Güncelleme Tarihi:
* Sizi ilk kez “Yumurta” filminde izledik. Ardından Semih Kaplanoğlu’nun üçlemesinin ikinci filmi “Süt”te... Her iki yapım hem ödüller aldı hem size ödül kazandırdı. Üzerinden neredeyse 10 sene geçti, neler hissediyorsunuz geriye dönüp baktığınızda?
- “Yumurta”nın ve Ayla karakterinin kariyerimde olduğu kadar kalbimdeki yeri de hep çok özeldir. Ödülleri ve bu filmlerin benim kariyerimde açmış olduğu kapıları bir kenara bırakın, Semih Kaplanoğlu gibi bir yönetmenle sinemaya adım atmış olmaktan dolayı çok şanslı olduğumu düşünüyorum. Hâlâ kapısını çalıp mesleğimle ilgili konularda fikrini aldığım, düşüncelerine kıymet verdiğim, üzerimde emeği olan biridir Kaplanoğlu.
* O dönem verdiğiniz röportajlarda hep yurtdışını hedeflediğinizi söylediniz, başarılı da oldunuz... Bu kadar kararlı dururken arada hiç “ya yanlış karar verdiysem” sorusu aklınızdan geçmedi mi?

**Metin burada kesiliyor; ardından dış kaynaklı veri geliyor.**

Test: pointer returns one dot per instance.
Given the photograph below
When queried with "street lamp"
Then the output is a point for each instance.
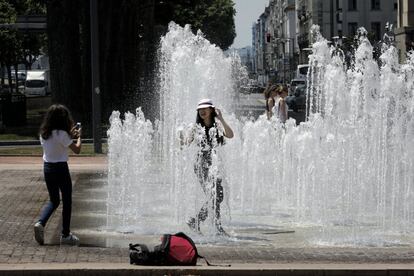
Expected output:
(96, 93)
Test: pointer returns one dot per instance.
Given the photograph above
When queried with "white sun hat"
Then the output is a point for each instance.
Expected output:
(204, 103)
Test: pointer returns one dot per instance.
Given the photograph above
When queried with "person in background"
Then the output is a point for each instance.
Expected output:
(280, 107)
(56, 134)
(270, 93)
(214, 129)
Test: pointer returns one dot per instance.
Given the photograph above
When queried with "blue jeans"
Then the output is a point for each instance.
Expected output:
(57, 178)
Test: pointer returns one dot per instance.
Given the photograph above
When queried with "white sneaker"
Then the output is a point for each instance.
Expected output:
(39, 233)
(70, 239)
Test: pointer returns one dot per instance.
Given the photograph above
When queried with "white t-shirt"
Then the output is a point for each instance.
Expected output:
(55, 148)
(278, 112)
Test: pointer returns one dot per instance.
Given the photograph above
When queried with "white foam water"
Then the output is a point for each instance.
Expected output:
(348, 170)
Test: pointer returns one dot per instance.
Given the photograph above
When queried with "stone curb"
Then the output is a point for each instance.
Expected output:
(237, 269)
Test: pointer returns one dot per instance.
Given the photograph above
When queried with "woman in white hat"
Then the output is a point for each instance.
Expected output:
(212, 135)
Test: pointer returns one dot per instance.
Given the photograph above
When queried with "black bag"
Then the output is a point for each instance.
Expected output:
(177, 249)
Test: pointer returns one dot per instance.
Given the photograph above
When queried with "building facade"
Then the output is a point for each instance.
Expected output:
(404, 34)
(286, 24)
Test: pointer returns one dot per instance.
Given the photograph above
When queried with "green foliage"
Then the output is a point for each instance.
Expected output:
(15, 45)
(215, 18)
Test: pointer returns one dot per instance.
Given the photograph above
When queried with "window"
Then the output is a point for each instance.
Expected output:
(352, 6)
(375, 4)
(352, 28)
(376, 30)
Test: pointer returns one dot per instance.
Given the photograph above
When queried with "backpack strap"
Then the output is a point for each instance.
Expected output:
(182, 235)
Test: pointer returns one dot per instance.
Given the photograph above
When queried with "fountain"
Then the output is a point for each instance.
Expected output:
(347, 173)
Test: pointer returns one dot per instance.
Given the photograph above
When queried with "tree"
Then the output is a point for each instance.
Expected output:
(215, 18)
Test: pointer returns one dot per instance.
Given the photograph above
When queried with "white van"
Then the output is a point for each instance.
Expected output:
(302, 71)
(37, 83)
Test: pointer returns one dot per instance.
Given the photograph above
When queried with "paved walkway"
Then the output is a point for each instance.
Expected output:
(23, 193)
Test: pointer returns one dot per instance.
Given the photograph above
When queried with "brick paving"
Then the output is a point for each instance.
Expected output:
(23, 193)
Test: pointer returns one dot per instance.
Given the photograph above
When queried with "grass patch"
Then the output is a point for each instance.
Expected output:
(87, 149)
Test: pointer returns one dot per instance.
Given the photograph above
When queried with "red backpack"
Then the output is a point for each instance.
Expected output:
(176, 250)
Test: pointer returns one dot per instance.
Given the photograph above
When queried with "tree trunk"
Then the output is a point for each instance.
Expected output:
(64, 54)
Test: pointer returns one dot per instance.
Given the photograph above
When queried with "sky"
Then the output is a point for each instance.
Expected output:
(247, 12)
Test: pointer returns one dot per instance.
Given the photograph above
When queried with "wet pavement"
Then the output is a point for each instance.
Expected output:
(23, 193)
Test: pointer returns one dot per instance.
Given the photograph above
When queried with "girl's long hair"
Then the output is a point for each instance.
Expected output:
(57, 117)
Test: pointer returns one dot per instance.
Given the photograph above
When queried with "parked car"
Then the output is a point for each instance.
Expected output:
(37, 83)
(297, 100)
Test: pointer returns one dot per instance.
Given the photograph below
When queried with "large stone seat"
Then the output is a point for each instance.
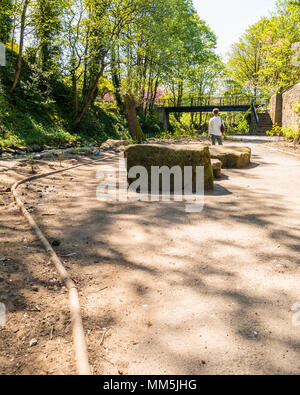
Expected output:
(232, 157)
(174, 155)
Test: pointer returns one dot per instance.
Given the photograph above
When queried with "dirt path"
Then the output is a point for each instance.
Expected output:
(163, 291)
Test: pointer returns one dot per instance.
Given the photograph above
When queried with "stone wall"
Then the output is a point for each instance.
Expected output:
(276, 109)
(289, 100)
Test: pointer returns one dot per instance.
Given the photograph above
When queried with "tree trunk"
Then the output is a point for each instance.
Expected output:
(133, 123)
(21, 44)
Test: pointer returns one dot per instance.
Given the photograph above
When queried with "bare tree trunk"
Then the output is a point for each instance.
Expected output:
(21, 44)
(133, 123)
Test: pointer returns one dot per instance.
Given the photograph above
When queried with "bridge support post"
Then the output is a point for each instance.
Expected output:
(163, 117)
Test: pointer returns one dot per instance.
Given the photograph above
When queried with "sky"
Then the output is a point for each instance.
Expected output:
(230, 18)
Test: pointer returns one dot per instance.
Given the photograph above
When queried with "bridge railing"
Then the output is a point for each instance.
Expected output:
(205, 101)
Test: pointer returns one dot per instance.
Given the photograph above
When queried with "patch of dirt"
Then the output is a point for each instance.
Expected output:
(161, 291)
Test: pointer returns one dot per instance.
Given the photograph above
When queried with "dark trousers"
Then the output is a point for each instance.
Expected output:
(218, 138)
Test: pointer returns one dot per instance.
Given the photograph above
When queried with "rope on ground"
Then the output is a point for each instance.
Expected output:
(79, 341)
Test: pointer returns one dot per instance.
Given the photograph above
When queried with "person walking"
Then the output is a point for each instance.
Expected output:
(216, 128)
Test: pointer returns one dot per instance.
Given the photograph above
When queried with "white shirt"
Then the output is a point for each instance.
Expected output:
(215, 126)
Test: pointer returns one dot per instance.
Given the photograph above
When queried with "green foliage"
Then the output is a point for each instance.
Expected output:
(5, 20)
(150, 124)
(288, 133)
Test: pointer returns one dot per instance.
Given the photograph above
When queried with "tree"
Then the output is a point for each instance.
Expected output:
(23, 8)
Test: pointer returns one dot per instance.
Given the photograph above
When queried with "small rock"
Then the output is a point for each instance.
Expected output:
(33, 342)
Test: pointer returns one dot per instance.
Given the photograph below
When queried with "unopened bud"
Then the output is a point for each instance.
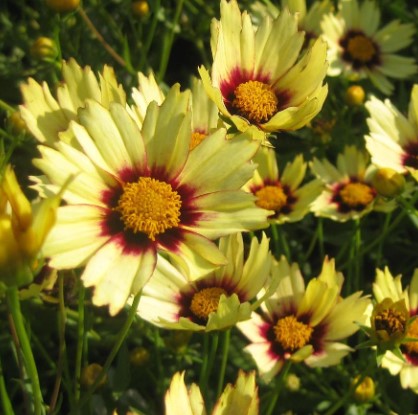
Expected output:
(388, 182)
(354, 95)
(139, 356)
(140, 8)
(365, 390)
(44, 48)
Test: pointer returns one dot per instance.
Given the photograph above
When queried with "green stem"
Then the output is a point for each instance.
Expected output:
(214, 340)
(119, 341)
(5, 400)
(80, 340)
(151, 33)
(12, 295)
(225, 349)
(168, 42)
(279, 384)
(337, 405)
(62, 346)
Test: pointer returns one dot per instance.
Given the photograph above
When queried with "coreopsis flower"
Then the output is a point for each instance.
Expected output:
(393, 138)
(241, 398)
(204, 112)
(283, 193)
(399, 327)
(141, 192)
(260, 80)
(309, 18)
(205, 116)
(349, 192)
(23, 229)
(46, 116)
(215, 301)
(303, 324)
(148, 91)
(360, 48)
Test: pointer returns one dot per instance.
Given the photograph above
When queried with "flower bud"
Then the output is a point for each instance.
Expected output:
(44, 48)
(388, 182)
(139, 356)
(62, 6)
(140, 8)
(17, 124)
(90, 373)
(364, 392)
(354, 95)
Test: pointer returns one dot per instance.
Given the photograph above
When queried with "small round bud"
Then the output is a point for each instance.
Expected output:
(388, 182)
(139, 356)
(62, 6)
(354, 95)
(140, 8)
(365, 390)
(44, 48)
(90, 373)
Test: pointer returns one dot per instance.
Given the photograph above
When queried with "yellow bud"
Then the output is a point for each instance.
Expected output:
(293, 382)
(388, 182)
(44, 48)
(355, 95)
(139, 356)
(365, 390)
(62, 6)
(17, 123)
(90, 373)
(140, 8)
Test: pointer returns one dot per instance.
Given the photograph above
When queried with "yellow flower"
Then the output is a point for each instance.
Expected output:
(260, 80)
(393, 138)
(283, 193)
(360, 48)
(215, 301)
(23, 229)
(389, 289)
(349, 192)
(46, 117)
(301, 324)
(241, 398)
(141, 192)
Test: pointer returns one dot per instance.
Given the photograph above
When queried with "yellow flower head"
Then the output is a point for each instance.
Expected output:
(260, 80)
(23, 229)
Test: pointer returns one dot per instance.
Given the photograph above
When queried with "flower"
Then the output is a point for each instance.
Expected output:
(46, 116)
(309, 19)
(141, 192)
(349, 192)
(260, 80)
(359, 49)
(282, 193)
(393, 138)
(301, 324)
(241, 398)
(204, 112)
(215, 301)
(23, 229)
(388, 287)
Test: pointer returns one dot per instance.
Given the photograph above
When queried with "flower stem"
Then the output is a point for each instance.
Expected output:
(279, 384)
(80, 340)
(119, 341)
(5, 400)
(168, 42)
(12, 295)
(225, 349)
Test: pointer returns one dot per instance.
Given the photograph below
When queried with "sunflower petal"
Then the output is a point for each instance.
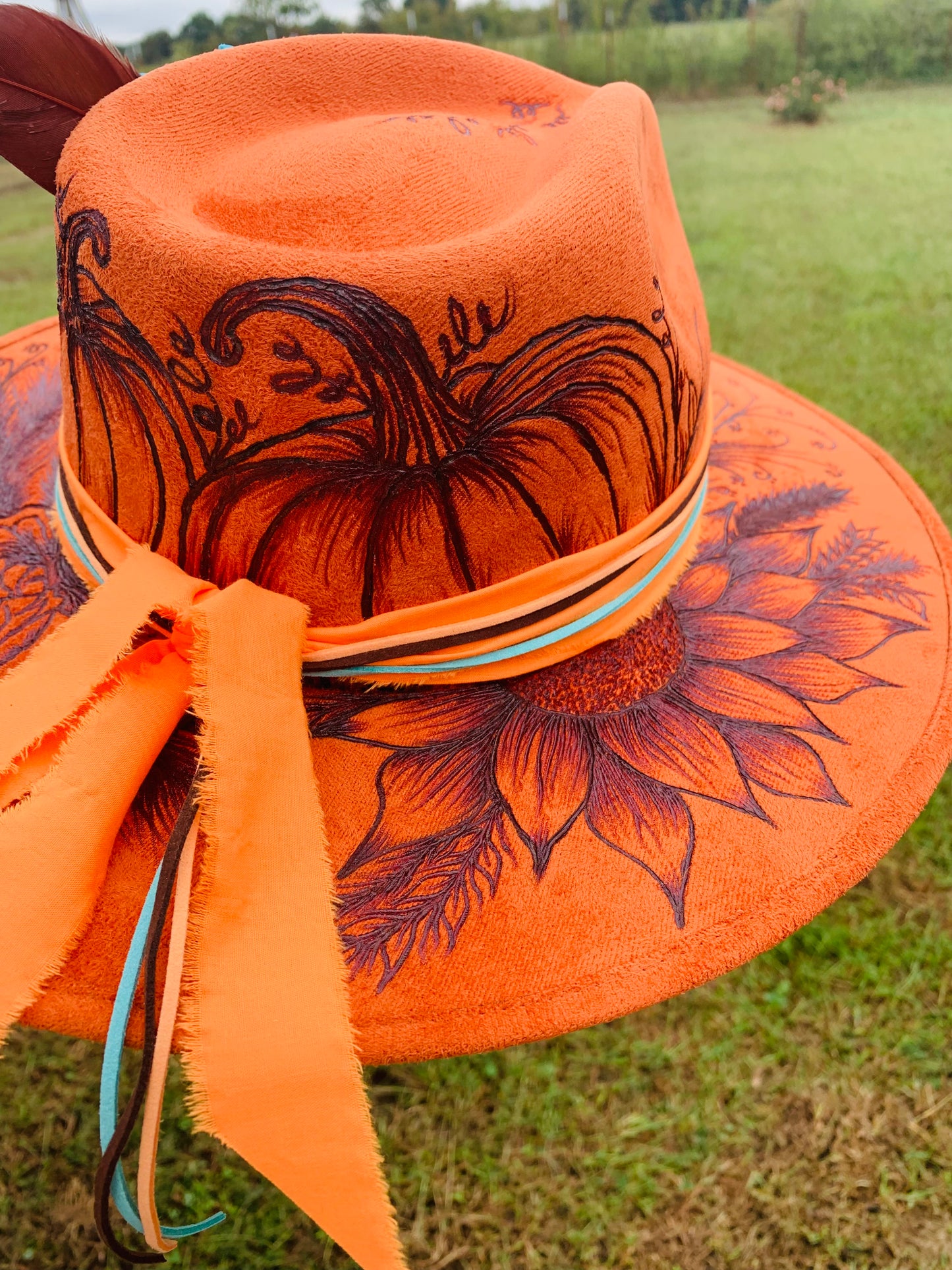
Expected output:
(701, 586)
(542, 772)
(814, 676)
(733, 638)
(675, 746)
(782, 552)
(771, 594)
(782, 764)
(725, 691)
(646, 822)
(843, 631)
(423, 795)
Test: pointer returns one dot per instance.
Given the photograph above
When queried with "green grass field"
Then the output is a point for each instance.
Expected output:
(795, 1114)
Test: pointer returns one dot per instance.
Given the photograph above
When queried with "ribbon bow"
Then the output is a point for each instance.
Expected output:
(266, 1026)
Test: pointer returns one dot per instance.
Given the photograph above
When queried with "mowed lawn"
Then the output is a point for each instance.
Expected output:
(794, 1114)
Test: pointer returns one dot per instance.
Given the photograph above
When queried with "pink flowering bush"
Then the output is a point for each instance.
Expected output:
(805, 98)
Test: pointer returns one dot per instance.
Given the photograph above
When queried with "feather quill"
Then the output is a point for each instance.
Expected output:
(50, 75)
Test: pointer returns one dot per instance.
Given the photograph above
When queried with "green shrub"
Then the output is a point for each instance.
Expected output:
(805, 98)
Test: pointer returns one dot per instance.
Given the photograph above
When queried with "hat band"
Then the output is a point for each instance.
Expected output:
(536, 619)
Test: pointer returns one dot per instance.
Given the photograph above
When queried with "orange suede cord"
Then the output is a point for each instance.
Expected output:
(271, 1051)
(482, 621)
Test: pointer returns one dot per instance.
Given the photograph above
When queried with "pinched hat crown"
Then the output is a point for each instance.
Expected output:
(367, 355)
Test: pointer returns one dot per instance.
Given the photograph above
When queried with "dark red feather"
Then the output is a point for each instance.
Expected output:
(50, 75)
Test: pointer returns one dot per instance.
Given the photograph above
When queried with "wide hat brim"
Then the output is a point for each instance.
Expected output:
(520, 859)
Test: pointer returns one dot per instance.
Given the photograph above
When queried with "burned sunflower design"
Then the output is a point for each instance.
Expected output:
(712, 697)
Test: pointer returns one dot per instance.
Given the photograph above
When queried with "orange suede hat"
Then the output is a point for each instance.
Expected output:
(382, 368)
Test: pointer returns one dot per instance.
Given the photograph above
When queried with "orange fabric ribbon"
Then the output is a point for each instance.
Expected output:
(268, 1043)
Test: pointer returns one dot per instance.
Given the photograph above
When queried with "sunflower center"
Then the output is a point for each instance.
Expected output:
(611, 676)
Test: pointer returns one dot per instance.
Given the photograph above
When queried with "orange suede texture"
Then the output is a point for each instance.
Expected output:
(594, 938)
(406, 318)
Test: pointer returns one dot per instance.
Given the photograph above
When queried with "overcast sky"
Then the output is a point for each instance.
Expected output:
(127, 20)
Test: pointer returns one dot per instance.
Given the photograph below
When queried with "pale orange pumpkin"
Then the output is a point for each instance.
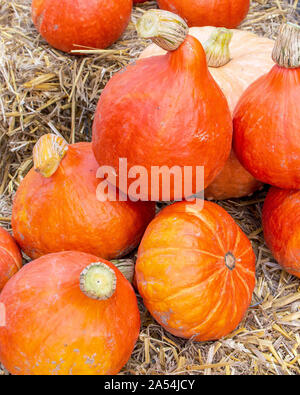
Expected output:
(196, 271)
(235, 60)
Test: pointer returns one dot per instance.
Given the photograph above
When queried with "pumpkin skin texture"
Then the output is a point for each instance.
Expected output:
(223, 13)
(69, 25)
(232, 182)
(281, 224)
(62, 212)
(247, 51)
(53, 328)
(182, 276)
(10, 257)
(185, 126)
(266, 128)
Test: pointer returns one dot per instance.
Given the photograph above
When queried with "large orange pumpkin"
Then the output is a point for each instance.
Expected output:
(70, 25)
(236, 59)
(196, 271)
(225, 13)
(68, 313)
(10, 257)
(57, 206)
(164, 111)
(281, 224)
(267, 117)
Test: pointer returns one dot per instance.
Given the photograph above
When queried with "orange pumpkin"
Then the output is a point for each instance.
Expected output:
(69, 25)
(57, 206)
(10, 257)
(226, 13)
(281, 224)
(229, 53)
(196, 271)
(267, 117)
(68, 313)
(184, 126)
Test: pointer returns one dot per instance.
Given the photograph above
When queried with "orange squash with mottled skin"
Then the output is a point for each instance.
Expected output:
(281, 224)
(71, 25)
(250, 58)
(224, 13)
(10, 257)
(164, 111)
(62, 212)
(196, 271)
(53, 328)
(267, 117)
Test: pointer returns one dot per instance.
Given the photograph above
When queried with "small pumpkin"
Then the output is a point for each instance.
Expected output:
(196, 271)
(69, 25)
(68, 313)
(224, 13)
(185, 126)
(58, 206)
(281, 224)
(267, 117)
(10, 257)
(229, 53)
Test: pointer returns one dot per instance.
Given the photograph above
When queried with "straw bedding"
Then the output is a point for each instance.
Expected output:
(43, 90)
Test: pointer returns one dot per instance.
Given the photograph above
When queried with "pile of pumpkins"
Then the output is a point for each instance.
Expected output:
(71, 310)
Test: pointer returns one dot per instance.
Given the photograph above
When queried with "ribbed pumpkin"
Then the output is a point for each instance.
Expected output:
(184, 126)
(267, 117)
(224, 13)
(10, 257)
(196, 271)
(72, 25)
(68, 313)
(281, 224)
(57, 206)
(229, 54)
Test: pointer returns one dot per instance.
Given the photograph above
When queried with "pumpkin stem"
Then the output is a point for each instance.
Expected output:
(126, 267)
(217, 47)
(286, 52)
(48, 153)
(164, 28)
(230, 260)
(98, 281)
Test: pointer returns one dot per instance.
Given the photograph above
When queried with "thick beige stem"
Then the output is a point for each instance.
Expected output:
(48, 153)
(217, 47)
(164, 28)
(230, 260)
(98, 281)
(286, 52)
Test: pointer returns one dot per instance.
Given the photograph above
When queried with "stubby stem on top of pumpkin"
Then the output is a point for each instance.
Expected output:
(126, 267)
(98, 281)
(48, 153)
(164, 28)
(286, 52)
(230, 260)
(217, 47)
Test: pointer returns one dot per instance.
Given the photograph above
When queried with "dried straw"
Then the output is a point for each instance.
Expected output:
(44, 90)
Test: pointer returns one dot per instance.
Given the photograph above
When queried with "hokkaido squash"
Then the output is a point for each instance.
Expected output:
(69, 25)
(267, 117)
(224, 13)
(68, 313)
(229, 54)
(58, 206)
(196, 271)
(281, 224)
(10, 257)
(164, 111)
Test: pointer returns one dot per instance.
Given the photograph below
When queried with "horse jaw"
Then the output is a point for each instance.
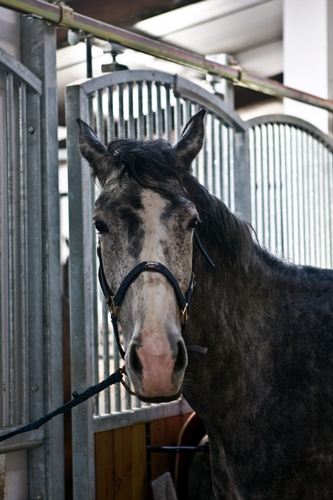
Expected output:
(156, 357)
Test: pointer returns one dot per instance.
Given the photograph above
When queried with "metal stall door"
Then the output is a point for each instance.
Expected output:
(291, 166)
(29, 271)
(144, 105)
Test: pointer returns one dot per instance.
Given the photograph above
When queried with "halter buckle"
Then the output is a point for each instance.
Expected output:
(184, 314)
(112, 307)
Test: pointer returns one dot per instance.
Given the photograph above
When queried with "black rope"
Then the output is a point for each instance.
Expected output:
(77, 399)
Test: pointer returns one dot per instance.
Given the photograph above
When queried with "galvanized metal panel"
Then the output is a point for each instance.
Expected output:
(292, 189)
(146, 105)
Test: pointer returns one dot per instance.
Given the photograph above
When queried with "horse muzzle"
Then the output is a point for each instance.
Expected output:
(156, 367)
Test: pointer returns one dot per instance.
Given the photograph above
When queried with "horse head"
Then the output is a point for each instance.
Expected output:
(145, 222)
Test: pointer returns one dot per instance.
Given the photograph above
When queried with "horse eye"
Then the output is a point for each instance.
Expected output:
(193, 223)
(100, 227)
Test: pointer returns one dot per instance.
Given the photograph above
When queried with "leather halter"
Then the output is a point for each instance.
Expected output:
(114, 300)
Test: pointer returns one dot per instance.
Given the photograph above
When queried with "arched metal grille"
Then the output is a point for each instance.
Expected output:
(145, 105)
(292, 190)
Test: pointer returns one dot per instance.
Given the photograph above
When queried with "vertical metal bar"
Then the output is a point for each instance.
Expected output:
(168, 115)
(284, 223)
(81, 298)
(106, 353)
(39, 53)
(141, 125)
(121, 121)
(22, 108)
(131, 124)
(110, 114)
(312, 251)
(330, 206)
(11, 388)
(150, 117)
(159, 111)
(117, 394)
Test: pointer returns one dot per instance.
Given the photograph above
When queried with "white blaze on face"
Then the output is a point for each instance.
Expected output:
(156, 342)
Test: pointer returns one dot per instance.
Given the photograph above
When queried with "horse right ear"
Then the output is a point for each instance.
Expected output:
(94, 152)
(191, 140)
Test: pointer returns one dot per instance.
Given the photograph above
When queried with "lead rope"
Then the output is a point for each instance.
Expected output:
(77, 399)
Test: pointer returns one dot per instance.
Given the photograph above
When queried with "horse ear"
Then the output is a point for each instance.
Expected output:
(191, 140)
(94, 152)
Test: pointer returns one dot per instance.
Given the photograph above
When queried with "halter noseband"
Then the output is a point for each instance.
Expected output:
(114, 300)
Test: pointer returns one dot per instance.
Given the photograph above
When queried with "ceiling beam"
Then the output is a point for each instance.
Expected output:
(120, 13)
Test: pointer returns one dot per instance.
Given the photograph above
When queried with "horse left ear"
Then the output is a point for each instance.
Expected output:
(191, 140)
(96, 154)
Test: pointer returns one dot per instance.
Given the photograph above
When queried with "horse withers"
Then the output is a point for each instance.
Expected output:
(264, 388)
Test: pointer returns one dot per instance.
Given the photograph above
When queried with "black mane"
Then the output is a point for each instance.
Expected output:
(154, 164)
(149, 163)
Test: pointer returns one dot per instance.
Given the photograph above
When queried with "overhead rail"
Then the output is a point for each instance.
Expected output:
(63, 15)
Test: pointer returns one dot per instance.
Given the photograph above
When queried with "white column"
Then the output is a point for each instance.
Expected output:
(306, 56)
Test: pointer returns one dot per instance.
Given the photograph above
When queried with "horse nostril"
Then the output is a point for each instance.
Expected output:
(134, 361)
(181, 359)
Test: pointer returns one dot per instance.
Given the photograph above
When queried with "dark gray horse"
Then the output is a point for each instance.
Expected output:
(264, 389)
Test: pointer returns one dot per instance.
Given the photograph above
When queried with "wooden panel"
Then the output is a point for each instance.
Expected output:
(165, 432)
(121, 458)
(123, 463)
(139, 460)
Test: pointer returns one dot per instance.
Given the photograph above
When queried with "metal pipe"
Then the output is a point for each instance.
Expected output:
(64, 16)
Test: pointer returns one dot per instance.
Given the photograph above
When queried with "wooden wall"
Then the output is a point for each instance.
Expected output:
(121, 458)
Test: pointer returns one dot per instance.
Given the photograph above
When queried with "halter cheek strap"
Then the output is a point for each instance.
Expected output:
(114, 300)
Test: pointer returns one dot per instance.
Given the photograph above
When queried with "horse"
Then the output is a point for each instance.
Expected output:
(209, 313)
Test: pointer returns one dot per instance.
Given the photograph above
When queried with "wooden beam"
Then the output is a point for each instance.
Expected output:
(122, 14)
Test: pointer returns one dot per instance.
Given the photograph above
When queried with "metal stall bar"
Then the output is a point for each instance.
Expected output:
(63, 15)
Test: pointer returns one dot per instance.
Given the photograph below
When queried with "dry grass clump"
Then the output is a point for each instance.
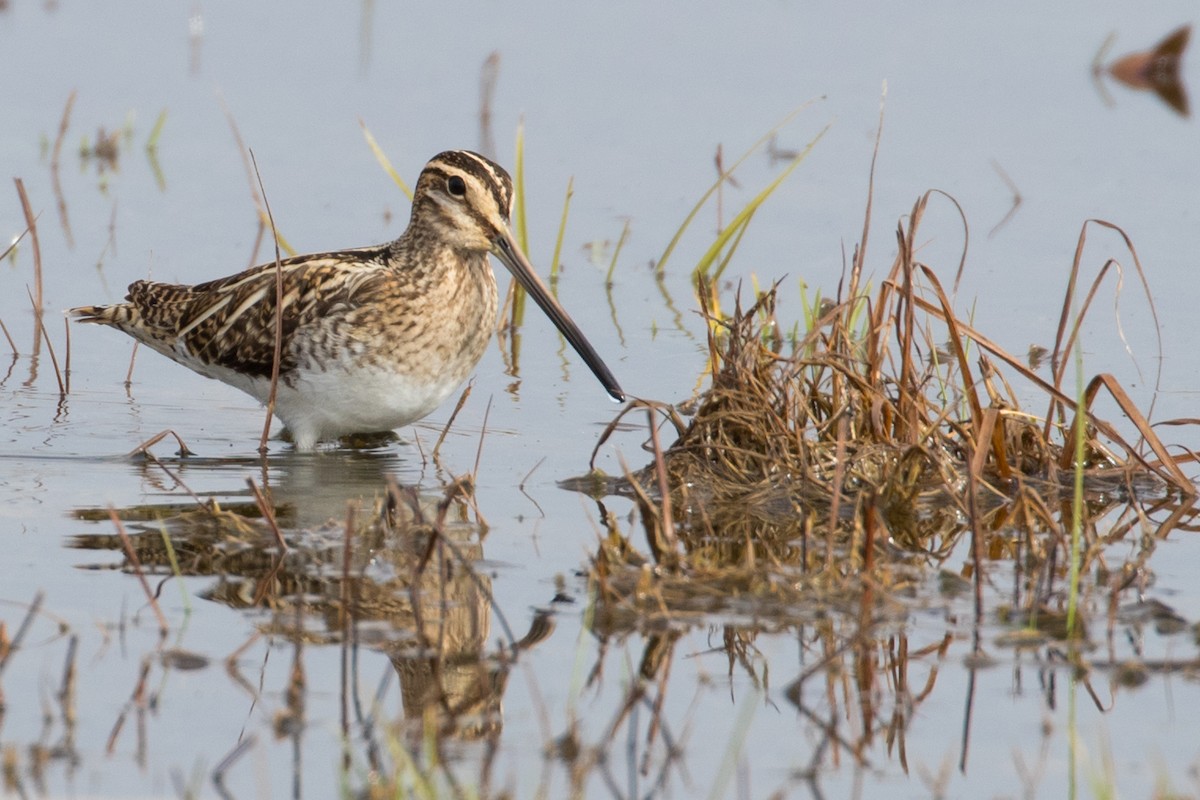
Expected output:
(877, 438)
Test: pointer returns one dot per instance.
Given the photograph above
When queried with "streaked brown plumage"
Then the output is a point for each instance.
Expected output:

- İnsan verdiği her kararda şüpheye düşebilir. Dolayısıyla “ya yanlış karar verdiysem” gibi sorgulamaların o kadar da fena olmadığını düşünüyorum. Zararlı olan bunda takılı kalmaktır.
* Bu iki dünya arasındaki yaşam, evliliğinize nasıl yansıyor?
- Hayatınızda çok âşık olduğunuz biri olduğunda mekanlar önemini yitiriyor, eviniz bir yerden çok bir kişi haline dönüşüyor.
ÇILGINLIK SINIRIM YOK YETER Kİ İNANAYIM
* İnsan size baktığında her şeyi ölçülü yapmaya gayret eden birini görüyor. Merak ettim çılgınlık sınırınız nedir? Veya kontrolü elinizden bırakır mısınız?
- Kontrolü çok nadir, sadece çok çok güvendiğim insanların yanında bırakabilirim. Ama bir yandan da hayata karşı cesur olduğumu düşünüyorum. Çılgınlık sınırım yok diyebilirim, yeter ki yaptığım çılgınlığa ben inanayım, başka hiç kimse inanmasa da olur.
* 29 Ağustos doğum gününüzdü. Doğum gününde yeni yaşıyla ilgili kararlar alanlardan mısınız?
- Hiç öyle eşiklere inanmam. İlkokuldan beri hedeflerim, hayallerim ve bunlara ulaşmak için kendimce çizdiğim yollar olmuştur. Bu anlamda kontrol deliliğim ve planlı programlı oluşum çok baskın. Ama son zamanlarda hayatın kendi akışına ve zamanlamasına güvenmek konusunda kendimi eğitiyorum.
* “Kördüğüm” kadrosuna katıldınız. “Muhteşem Yüzyıl”dan sonra tekrar setlere dönmek nasıl?
- Her bölüm çok hızlı çekildiği için o tempoyu tekrardan hatırlamam gerekti. Çünkü sinema setinde her şey için çok daha fazla zamanınız oluyor.
YEMEK YAPMAYI ÇOK SEVİYORUM
* Hem sağlıklı beslenme hem de spor üzerine kurulu bir hayatınız var. Etkileri de ortada...
- Teşekkürler. Elimden geldiğince paketli bir şey yememeye çalışıyorum. Yemek yapmayı çok sevdiğim için her şeyi evde doğal besinlerden hazırlıyorum. Beş yıldır spor eğitmeniyle çalışıyorum.
* Cilt bakımı için neler yapıyorsunuz?
- Sürekli kullandığım nemlendiricim ve göz kremim dışında ek olarak yaptığım hiçbir şey yok.
* En çok neye veya kime gülersiniz?
- Kardeşim kadar yakın arkadaşım Ezgi Mola’ya. Bence sinemada ve televizyonda şu ana kadar görülen, onun yeteneğinin sadece yüzde 10’u... Bir de belki taraflı olacak ama eşim Pamir’le (Kıraner) birlikteyken çok gülüyoruz.
* Bir gün “Şu yönetmenin filminde rol alacağım” dediğiniz kim var?
- Çok isim var, ama hayallerimin bu noktasının bana özel kalmasını istiyorum.